Le Tocq: I do think we’re in a situation where it is now unavoidable. Also, we’re not just suggesting GST. If that were the case, we would not be here tonight trying to persuade you to agree with us. What we have been persuaded is that a raft of packages which includes a GST but deals with the regressive nature of what a GST by itself would be, is appropriate.
Roffey: The overall package is progressive rather than regressive.
Ferbrache: In principle, I don’t like it but you’ve got to have regard to the reality of where we are. If people say at the next election “I’m not going to vote for you because you voted for GST” then that’s democracy.
Mahoney: I’ve already apologised in a previous States debate about the change of my position. GST on its own is regressive and was anyone going to say at the last election “yeah, to hell with it, let’s have a regressive GST”? No, of course not.
Q: Will you look at your spending on consultants?
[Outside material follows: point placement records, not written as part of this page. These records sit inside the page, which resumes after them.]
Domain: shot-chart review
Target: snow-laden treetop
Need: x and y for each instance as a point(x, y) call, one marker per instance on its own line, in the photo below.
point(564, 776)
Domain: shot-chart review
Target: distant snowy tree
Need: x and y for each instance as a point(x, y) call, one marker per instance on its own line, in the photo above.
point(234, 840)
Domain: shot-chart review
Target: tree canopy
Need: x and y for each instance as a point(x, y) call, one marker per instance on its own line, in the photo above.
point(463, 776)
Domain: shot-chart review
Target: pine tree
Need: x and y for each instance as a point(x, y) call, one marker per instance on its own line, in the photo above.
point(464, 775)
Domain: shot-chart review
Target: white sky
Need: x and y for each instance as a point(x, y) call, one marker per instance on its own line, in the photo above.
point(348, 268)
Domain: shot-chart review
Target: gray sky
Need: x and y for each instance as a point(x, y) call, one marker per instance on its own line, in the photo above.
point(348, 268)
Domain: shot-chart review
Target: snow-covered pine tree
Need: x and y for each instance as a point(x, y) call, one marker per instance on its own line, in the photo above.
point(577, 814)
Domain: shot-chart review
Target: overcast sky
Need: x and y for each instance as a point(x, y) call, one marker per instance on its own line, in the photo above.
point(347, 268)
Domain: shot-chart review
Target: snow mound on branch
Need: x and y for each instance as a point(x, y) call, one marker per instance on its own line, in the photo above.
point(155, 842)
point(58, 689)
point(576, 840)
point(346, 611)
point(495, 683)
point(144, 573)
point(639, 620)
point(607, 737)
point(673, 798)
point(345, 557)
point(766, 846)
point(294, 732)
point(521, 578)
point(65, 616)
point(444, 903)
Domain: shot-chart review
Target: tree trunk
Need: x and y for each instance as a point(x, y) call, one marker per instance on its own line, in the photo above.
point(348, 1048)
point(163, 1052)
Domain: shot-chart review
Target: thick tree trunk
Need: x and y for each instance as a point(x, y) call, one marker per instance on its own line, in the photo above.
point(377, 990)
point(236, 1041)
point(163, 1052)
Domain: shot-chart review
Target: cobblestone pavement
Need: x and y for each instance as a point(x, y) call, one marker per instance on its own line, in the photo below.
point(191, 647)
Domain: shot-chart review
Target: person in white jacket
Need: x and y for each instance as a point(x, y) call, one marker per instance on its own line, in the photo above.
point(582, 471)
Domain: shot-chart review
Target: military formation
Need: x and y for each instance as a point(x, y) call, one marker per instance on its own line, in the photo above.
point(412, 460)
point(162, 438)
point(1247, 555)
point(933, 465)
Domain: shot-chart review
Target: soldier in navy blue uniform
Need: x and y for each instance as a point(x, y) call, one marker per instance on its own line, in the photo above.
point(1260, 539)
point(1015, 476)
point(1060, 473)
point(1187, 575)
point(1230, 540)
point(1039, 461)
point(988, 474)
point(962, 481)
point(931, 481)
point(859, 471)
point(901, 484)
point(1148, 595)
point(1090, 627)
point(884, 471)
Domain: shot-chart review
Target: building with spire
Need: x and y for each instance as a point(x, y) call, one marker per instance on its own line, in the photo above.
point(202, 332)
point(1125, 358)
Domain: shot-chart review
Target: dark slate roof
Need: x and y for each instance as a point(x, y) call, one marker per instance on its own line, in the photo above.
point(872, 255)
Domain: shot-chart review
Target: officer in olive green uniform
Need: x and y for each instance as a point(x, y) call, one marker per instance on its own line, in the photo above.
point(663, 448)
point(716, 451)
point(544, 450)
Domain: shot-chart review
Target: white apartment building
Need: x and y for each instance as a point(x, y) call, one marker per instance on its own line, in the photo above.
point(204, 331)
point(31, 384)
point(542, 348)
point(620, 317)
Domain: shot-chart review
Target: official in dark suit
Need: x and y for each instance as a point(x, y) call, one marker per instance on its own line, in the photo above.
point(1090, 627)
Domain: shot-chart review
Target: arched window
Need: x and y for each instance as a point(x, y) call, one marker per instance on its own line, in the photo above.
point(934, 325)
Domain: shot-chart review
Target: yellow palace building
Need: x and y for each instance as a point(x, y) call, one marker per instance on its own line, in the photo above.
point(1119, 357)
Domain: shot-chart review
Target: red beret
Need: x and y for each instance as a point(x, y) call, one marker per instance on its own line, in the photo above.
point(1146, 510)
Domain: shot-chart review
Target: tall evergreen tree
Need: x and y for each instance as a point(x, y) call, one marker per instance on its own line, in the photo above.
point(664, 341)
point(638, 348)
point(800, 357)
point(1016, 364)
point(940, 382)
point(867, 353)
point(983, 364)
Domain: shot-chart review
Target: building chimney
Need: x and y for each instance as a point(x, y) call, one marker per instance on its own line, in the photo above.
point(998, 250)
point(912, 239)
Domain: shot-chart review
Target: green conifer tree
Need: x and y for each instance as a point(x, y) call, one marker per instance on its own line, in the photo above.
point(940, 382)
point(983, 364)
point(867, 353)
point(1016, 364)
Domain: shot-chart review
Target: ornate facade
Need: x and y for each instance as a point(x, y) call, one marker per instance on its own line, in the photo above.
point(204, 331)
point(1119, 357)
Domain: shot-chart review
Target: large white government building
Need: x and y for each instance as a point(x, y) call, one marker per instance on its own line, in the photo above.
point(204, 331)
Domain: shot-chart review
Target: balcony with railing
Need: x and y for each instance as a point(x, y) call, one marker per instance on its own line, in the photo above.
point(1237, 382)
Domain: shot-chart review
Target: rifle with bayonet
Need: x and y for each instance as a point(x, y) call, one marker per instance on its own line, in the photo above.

Mahoney: The officers, at my request, have finally given me a list of all consultants that we employ, the basis of those contracts, how much they’re being paid, what notice periods they’re on etc. That’s consultants and contract staff. That’s being looked at right now on the basis of: is this the right person or can I actually employ another person on full-time and pay half the money?
Q: Large companies have not been required to pay tax on their profits since zero-ten was introduced. Can we look to tax them more?
Mahoney: There’s been a lot of analysis into what we can add into the 10% and 20% corporate tax bands. It’s all in appendix three, section five of the Ernst & Young report [published with the policy letter].
Roffey: We can’t go back to the old system because it was deemed to be not compliant with international tax competition rules and it would still be not compliant. But the business sector will be paying £20m more under these proposals plus their increased social security payments.
Q: Will you allow a referendum on this divisive issue?
Mahoney: You can ask “do you want a GST?” – that’s a fairly easy tick box – but the next question must be “do you want to lose a hospital or a school?” and then the next one’s got to be “100 staff or 200 staff?”
The States will debate the proposals at their first meeting of 2023, which begins on Wednesday 25 January.